This book provides an overview of the mechanistic approach to science from
historical, philosophical, computational, and other viewpoints. This approach
arises from the fact that, in real life, most objects remain the same (at least
locally) almost all the time: objects move, parts may break off,
rubber objects may change shape, but local properties mostly remain the
same. There are exceptions--water boils, wood burns--but these are
relatively rare. We can break most objects into smaller and smaller pieces
until we cannot, so it is reasonable to imagine the world as a collection of
not-further-divisible parts--what Greeks called atoms.

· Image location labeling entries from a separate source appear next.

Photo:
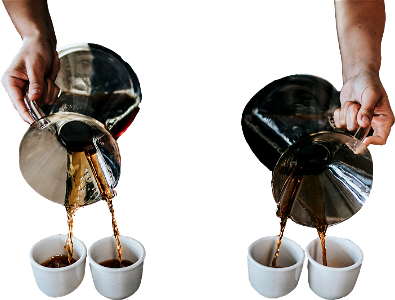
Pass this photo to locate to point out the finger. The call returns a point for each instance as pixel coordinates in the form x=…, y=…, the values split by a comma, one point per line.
x=370, y=97
x=343, y=114
x=37, y=86
x=55, y=94
x=374, y=140
x=49, y=89
x=336, y=117
x=351, y=116
x=15, y=89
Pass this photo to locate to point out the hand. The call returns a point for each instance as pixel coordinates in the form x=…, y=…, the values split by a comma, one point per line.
x=32, y=71
x=365, y=102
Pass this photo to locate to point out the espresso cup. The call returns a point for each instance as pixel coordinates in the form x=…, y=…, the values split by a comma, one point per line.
x=274, y=282
x=57, y=282
x=116, y=283
x=344, y=262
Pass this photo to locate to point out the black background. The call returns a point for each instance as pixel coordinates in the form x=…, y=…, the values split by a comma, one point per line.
x=191, y=189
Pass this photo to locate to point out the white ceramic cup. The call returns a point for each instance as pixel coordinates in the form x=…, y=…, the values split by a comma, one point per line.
x=338, y=279
x=57, y=282
x=274, y=282
x=116, y=283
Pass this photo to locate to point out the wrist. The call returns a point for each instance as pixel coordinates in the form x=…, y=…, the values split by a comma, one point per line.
x=353, y=70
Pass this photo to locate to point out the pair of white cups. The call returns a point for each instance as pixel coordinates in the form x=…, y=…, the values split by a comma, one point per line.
x=334, y=281
x=111, y=283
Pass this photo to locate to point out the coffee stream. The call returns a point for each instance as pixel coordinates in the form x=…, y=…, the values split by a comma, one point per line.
x=315, y=211
x=80, y=163
x=106, y=192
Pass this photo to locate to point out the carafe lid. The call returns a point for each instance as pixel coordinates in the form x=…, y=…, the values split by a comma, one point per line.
x=332, y=177
x=54, y=158
x=95, y=81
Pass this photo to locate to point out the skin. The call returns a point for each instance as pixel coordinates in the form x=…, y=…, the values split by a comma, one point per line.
x=34, y=67
x=364, y=101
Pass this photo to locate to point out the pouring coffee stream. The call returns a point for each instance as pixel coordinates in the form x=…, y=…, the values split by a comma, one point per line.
x=312, y=159
x=69, y=155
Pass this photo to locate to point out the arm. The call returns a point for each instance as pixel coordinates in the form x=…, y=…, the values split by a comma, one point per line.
x=34, y=67
x=360, y=29
x=31, y=18
x=364, y=101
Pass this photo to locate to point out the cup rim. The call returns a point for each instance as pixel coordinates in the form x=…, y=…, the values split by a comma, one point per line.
x=124, y=269
x=357, y=264
x=284, y=269
x=80, y=260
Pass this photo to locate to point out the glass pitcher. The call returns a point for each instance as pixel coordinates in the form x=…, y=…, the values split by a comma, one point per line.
x=323, y=175
x=69, y=155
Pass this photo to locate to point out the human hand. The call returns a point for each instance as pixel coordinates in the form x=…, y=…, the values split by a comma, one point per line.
x=32, y=71
x=365, y=102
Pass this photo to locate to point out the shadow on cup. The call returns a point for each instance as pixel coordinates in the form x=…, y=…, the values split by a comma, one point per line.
x=57, y=282
x=338, y=279
x=274, y=282
x=116, y=283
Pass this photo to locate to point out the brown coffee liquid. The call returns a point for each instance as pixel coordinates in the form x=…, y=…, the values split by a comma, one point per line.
x=287, y=198
x=58, y=261
x=107, y=193
x=100, y=106
x=321, y=233
x=283, y=224
x=114, y=263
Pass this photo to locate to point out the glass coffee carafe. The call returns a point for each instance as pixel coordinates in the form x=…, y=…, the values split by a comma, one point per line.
x=69, y=155
x=323, y=175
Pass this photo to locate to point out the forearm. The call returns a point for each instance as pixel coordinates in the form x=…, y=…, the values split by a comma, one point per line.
x=360, y=28
x=31, y=18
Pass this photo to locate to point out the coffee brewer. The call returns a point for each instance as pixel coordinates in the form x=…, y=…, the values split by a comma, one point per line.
x=323, y=175
x=69, y=155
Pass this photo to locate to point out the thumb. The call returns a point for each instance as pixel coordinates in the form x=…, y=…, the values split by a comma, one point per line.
x=370, y=97
x=36, y=83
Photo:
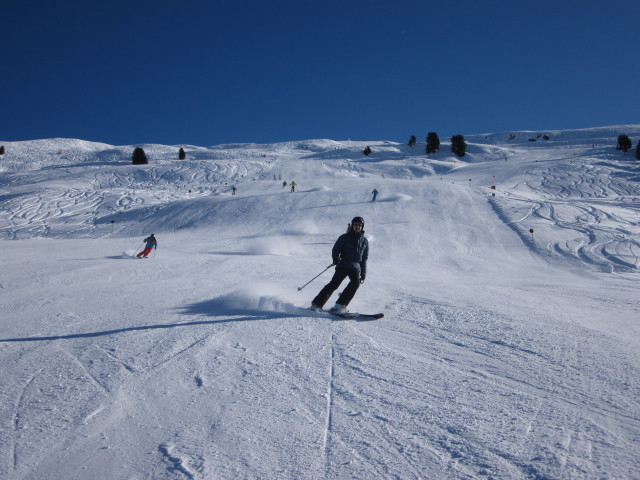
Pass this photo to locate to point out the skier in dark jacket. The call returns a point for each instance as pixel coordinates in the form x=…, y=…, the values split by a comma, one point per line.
x=350, y=254
x=151, y=243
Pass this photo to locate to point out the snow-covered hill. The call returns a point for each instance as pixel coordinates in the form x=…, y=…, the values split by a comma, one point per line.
x=508, y=279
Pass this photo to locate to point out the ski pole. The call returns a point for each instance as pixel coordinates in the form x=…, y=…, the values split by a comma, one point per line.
x=300, y=288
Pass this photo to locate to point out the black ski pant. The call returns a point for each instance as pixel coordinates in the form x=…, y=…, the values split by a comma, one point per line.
x=347, y=295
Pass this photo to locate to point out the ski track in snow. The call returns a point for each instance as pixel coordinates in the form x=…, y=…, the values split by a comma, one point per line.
x=503, y=353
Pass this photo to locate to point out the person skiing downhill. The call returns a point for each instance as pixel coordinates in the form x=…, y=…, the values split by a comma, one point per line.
x=349, y=254
x=151, y=243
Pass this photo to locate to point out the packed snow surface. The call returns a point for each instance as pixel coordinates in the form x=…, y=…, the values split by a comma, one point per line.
x=508, y=279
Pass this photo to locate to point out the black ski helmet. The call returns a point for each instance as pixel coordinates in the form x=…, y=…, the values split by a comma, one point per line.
x=356, y=220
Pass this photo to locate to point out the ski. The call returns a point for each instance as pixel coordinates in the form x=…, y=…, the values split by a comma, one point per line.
x=352, y=315
x=358, y=316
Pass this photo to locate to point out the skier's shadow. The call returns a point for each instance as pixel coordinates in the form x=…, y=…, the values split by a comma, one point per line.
x=212, y=308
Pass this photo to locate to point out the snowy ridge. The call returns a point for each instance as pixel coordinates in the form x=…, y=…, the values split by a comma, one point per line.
x=503, y=354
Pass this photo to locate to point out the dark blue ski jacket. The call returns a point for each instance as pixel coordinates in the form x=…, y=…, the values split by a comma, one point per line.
x=351, y=250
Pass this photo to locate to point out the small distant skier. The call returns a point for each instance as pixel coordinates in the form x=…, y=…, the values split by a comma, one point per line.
x=151, y=244
x=349, y=254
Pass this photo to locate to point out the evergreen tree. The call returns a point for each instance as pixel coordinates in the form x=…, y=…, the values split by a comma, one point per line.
x=433, y=143
x=624, y=143
x=458, y=145
x=139, y=157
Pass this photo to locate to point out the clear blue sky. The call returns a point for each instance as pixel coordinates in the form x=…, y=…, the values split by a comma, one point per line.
x=211, y=72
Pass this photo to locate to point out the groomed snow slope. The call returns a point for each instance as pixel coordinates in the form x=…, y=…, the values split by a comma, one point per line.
x=503, y=354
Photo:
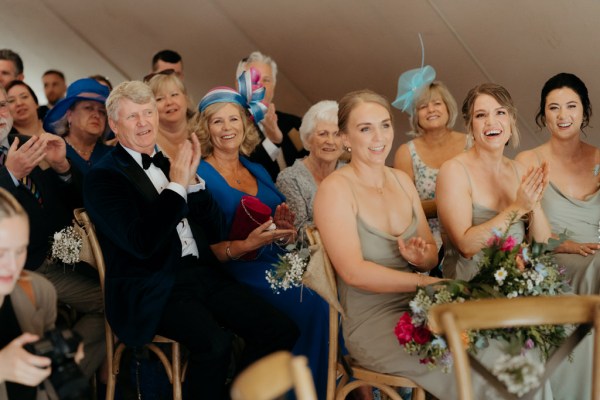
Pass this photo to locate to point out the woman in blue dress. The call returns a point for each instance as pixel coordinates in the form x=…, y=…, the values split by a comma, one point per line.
x=80, y=118
x=227, y=136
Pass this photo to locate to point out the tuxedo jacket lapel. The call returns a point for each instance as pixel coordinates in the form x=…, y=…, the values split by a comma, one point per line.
x=135, y=173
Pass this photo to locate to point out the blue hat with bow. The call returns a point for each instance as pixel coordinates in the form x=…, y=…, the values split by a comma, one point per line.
x=250, y=95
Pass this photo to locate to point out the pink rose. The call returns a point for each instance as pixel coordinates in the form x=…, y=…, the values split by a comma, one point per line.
x=421, y=335
x=404, y=329
x=520, y=263
x=508, y=244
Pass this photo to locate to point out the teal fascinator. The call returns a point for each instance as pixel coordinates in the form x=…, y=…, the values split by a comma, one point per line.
x=410, y=85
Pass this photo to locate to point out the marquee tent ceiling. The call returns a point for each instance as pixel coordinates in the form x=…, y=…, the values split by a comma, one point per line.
x=324, y=48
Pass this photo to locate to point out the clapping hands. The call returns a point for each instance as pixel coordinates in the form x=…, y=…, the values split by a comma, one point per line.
x=21, y=160
x=185, y=164
x=532, y=187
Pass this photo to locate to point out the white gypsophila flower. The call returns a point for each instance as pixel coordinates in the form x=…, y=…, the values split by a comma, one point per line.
x=288, y=272
x=419, y=306
x=67, y=246
x=519, y=373
x=500, y=276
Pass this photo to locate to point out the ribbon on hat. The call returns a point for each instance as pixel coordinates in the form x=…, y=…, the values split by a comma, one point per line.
x=411, y=83
x=249, y=96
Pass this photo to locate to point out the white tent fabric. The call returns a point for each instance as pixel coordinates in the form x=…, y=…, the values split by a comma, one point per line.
x=324, y=49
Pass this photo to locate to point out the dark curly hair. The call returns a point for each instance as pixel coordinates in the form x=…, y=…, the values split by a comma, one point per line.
x=572, y=82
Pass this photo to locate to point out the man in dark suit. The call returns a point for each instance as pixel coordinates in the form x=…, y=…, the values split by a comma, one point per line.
x=36, y=172
x=155, y=225
x=281, y=144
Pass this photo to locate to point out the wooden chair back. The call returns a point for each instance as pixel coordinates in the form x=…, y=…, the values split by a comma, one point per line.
x=430, y=208
x=343, y=373
x=114, y=351
x=274, y=375
x=451, y=320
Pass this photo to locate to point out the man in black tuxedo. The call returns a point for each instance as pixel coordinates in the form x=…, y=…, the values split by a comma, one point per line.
x=155, y=224
x=281, y=144
x=37, y=173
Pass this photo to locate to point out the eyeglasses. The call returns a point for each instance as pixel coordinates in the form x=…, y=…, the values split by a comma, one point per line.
x=163, y=72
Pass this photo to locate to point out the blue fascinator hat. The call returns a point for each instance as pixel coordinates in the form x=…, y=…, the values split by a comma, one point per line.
x=410, y=86
x=250, y=95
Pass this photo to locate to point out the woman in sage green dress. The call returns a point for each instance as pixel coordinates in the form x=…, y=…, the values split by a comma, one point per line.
x=374, y=229
x=481, y=190
x=572, y=199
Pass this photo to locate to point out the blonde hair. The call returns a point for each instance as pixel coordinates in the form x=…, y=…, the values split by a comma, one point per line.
x=159, y=81
x=436, y=87
x=135, y=91
x=353, y=99
x=199, y=124
x=501, y=95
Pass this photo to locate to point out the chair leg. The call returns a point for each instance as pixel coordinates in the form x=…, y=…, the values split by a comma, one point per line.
x=110, y=386
x=176, y=368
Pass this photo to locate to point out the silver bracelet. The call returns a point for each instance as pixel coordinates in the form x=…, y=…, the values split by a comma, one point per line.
x=228, y=252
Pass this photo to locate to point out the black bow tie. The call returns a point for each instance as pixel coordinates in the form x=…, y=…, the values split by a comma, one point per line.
x=159, y=160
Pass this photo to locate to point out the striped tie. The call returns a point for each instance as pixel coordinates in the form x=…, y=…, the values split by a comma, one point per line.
x=28, y=183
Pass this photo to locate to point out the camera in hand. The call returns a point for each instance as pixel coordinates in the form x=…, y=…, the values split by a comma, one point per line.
x=60, y=346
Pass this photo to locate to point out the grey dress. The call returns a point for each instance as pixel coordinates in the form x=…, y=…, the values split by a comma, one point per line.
x=581, y=220
x=455, y=266
x=371, y=317
x=465, y=268
x=299, y=187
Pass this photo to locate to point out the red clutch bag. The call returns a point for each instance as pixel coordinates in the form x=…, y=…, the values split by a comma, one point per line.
x=250, y=214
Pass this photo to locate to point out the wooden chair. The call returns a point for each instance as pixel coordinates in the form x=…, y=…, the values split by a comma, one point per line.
x=453, y=319
x=114, y=351
x=345, y=368
x=273, y=376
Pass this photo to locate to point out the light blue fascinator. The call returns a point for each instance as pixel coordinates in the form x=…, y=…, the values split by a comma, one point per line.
x=411, y=83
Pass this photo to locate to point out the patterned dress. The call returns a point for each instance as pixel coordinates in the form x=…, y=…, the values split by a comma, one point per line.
x=425, y=178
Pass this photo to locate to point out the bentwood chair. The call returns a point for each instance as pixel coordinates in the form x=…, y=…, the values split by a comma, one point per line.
x=274, y=375
x=453, y=319
x=114, y=350
x=345, y=374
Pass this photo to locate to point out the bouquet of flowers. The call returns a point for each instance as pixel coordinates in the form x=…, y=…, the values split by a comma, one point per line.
x=289, y=270
x=67, y=245
x=506, y=269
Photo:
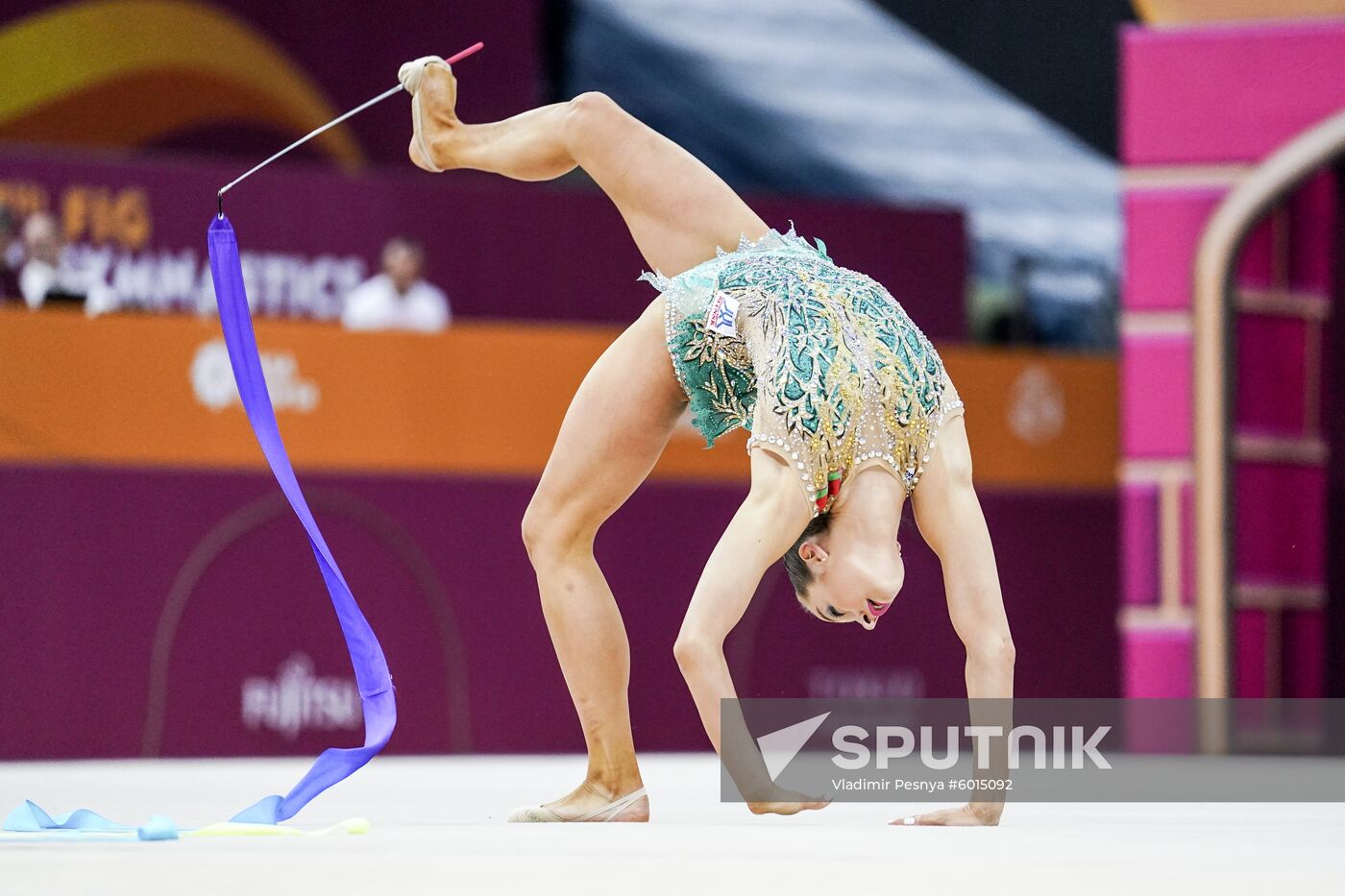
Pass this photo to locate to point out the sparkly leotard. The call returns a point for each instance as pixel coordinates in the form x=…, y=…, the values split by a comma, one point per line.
x=820, y=363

Interaction between objects is also usually local: to move my desk, I need to
stand next to it and either push it or lift it. There are exceptions, like
magnetism, but they are rare. So, it is reasonable to conclude that atoms
interact only when they happen to be next to each other, that is, when they
collide. Such a description of the world as several (possibly moving)
particles is the original mechanistic description (see chapter 2). The main
advantage of such a description is that mechanical motion and mechanical
collisions are ubiquitous; we have developed intuition about such processes, which helps us to make predictions based on such models. Also, from numerous
observations, we can deduce equations of motion for such interacting
particles, and this allows us to apply standard algorithms for solving these
equations, and thus for extracting numerical predictions from such mechanical
models.

Success of this approach led to the idea of representing seemingly
action-at-a-distance processes, like magnetic attraction or gravity, in the same
way, that is, as caused by an exchange of special particles. Until Newton, this was
the usual explanation for gravity, for optical phenomena, and so on.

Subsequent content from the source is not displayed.